Birkaç kere buluştuk ve arkadaşlığından hoşlandım. Ancak, anksiyete şikayetim vardı. Bir akşamüzeri, beni işten aldı ve gerçekten hoş, rahatlatıcı bir günün ardından, kendimizi onun yatağında bulduk. Ama devam ederken, vücudum aniden gerildi. Nefes alamıyormuum gibi hissettim ve ağlamaya başladım.
Şöyle düşünüyordum: Ben ne yapıyorum? Bu adamdan gerçekten hoşlanıyor muyum? Daha önce bunu yaptığüın zaman ne olduğunu hatırlıyor musun? İncinmiştin. Dur, hemen şimdi dur.
Hıçkırıklar içinde ve zorla nefes alırken onu iterek “Benden uzak dur!” diye bağırdım. Tabii ki o da uzaklaştı ve beni sakinleştirmek için aklına gelenleri yapmayı denedi. Panik atak geçirdiğimi söyledim ve özür diledim. Nefes alışım normale döndüğünde, giyindik ve ben eve gitmek istediğimi söyledim. Beni arabasıyla götürmeyi teklif etti ama ben otobüsle gitmekte ısrar ettim. Otobüs beklerken bana; “Bu iş yürümeyecek değil mi?” dedi.
Kafamı salladım, ona sarılıp hoşça kal dedim ve onu bir daha hiç görmedim. O zamandan beri kimseyle seks yapmayı denemedim.
ANOREKSİYA HASTALIĞINA BENZER BİR DURUM
“Cinsel isteksizlik” ifadesini ilk ne zaman duyduğumu hatırlayamıyorum ama nasıl hissettiğimi kesinlikle çok iyi hatırlıyorum: Hasta ve aynı zamanda rahatlamış. Cinsel isteksizlik, aşırı korku ve anskiyete nedeniyle cinsel aktiviteden kaçınmaya zorluyor.
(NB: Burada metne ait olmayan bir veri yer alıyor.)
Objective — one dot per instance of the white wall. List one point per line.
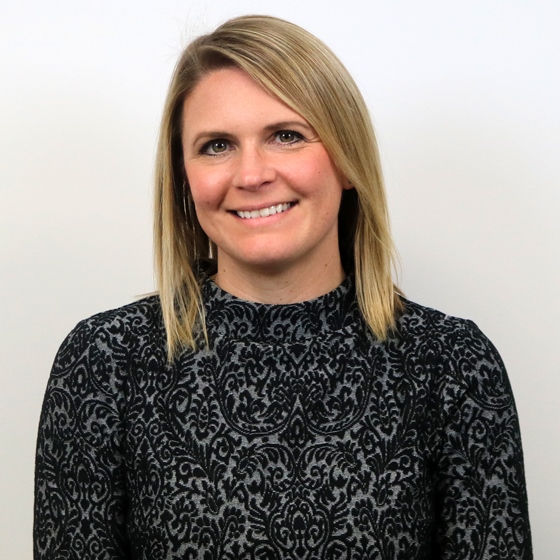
(466, 101)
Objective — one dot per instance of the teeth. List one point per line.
(264, 212)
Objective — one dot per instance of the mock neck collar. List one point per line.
(228, 316)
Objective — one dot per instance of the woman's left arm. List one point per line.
(481, 499)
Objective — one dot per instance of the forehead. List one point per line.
(231, 96)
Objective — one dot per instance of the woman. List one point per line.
(279, 398)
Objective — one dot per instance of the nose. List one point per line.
(254, 168)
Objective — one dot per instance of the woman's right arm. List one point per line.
(80, 496)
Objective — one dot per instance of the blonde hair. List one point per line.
(301, 71)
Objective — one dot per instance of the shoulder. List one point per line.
(114, 338)
(458, 355)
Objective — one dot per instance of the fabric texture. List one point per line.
(294, 435)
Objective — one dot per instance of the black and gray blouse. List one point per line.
(294, 435)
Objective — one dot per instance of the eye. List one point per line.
(215, 147)
(288, 137)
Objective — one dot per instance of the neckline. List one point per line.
(230, 317)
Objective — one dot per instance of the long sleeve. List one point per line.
(481, 498)
(80, 504)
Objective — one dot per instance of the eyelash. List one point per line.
(205, 148)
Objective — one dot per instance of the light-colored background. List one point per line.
(465, 97)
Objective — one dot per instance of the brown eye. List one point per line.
(218, 146)
(288, 136)
(215, 147)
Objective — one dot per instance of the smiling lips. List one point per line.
(264, 212)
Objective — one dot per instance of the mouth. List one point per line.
(264, 212)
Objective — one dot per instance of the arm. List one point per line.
(80, 499)
(481, 497)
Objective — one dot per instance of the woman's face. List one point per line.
(264, 188)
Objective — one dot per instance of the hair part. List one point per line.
(297, 68)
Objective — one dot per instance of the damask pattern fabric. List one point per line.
(294, 434)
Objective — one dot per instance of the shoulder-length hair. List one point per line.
(297, 68)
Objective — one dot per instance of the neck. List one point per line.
(288, 285)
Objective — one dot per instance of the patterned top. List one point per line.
(294, 435)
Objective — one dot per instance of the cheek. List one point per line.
(205, 187)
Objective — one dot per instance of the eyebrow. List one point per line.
(280, 125)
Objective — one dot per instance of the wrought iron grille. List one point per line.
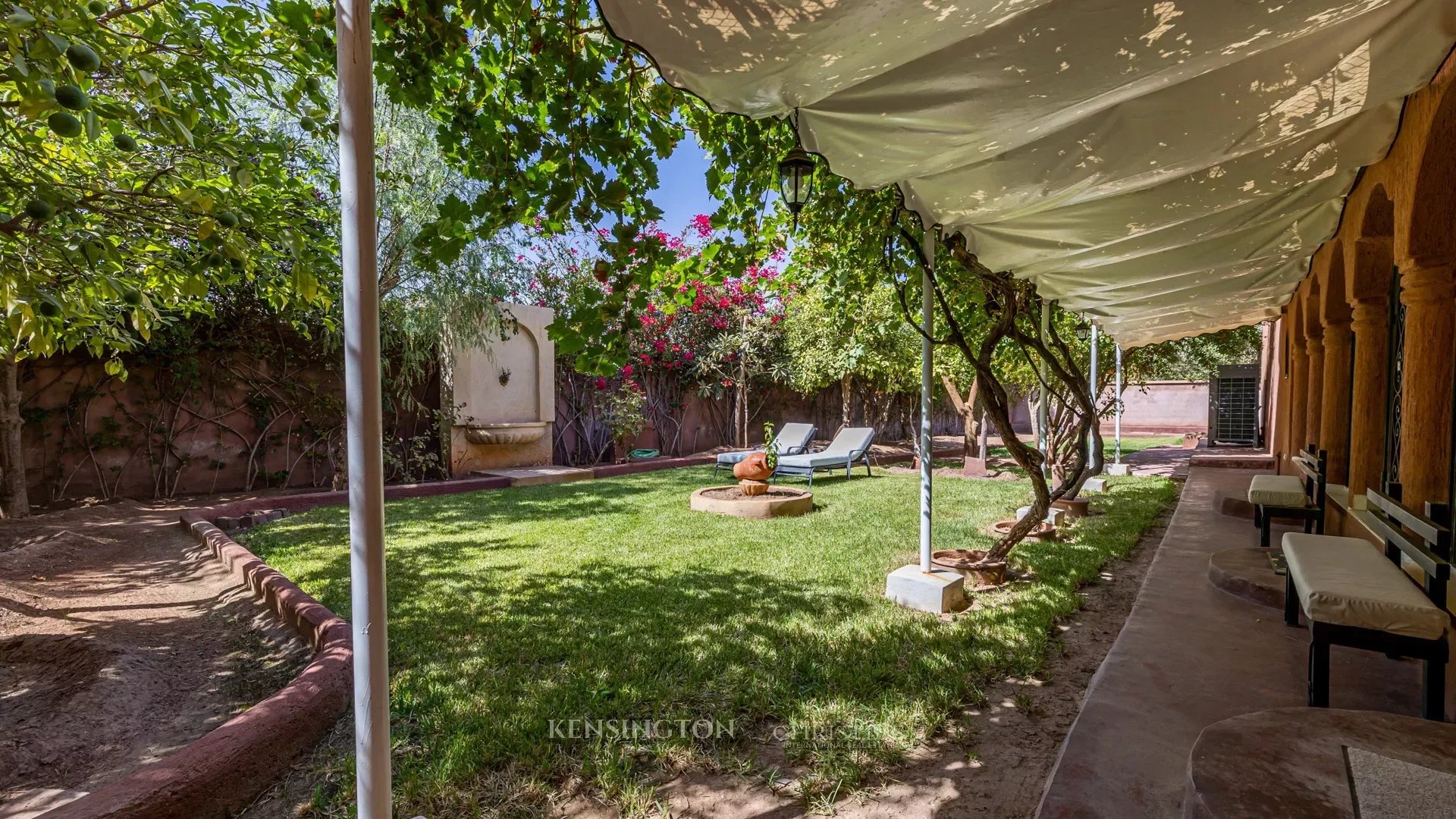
(1392, 403)
(1235, 406)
Ben de bunu yaşadım. Geleneksel anoreksiya hastalarını yemekten uzak durduğu gibi, seksüel anoreksiya hastaları da cinsel ilişkiden uzak duruyor. Pek çok kişi seksüel anoreksiyi aseksüellik ile bir tutuyor, her ikisini de cinsel aktiviteye olan ilgi eksikliği olarak kabul ediyor. Seksüel anoreksiya Mental Bozuklukların Tanısal ve Sayımsal El Kitabı veya Ruhsal Bozuklukların Tanısal ve İstatistiksel El Kitabı’nda (DSM - Diagnostic and Statistical Manual of Mental Disorders) yer almamakla birlikte, bir kaçınma bozukluğu olarak kabul ediliyor ve oldukça yıkıcı bir durum.
Herşey on yıl önce başladı. O zaman 23 yaşındayım, aşk yaşıyordum ve James* gibi birinin benimle bir şey yapmak isteyeceğine inanamıyordum.
Beni öpmesine izin vermeden önce, bana karşı duyduğu hissi ve ilgiyi göstermek için aylarca beni ikna etmeye çalıştı. Birçok badireyi birlikte atlattık. Her ikimiz de The Supremes dinlerken temizlik yapmayı seviyoruz, her ikimiz de gizli kalmış tarihi olayları seviyoruz ve çoğu kez aynı anda aynı şeyi düşünüyoruz. Yakışıklıydı ve yaşı benden biraz büyüktü, beni ailesiyle tanıştırdıktan sonra bile onun gerçek olduğuna inanamıyordum.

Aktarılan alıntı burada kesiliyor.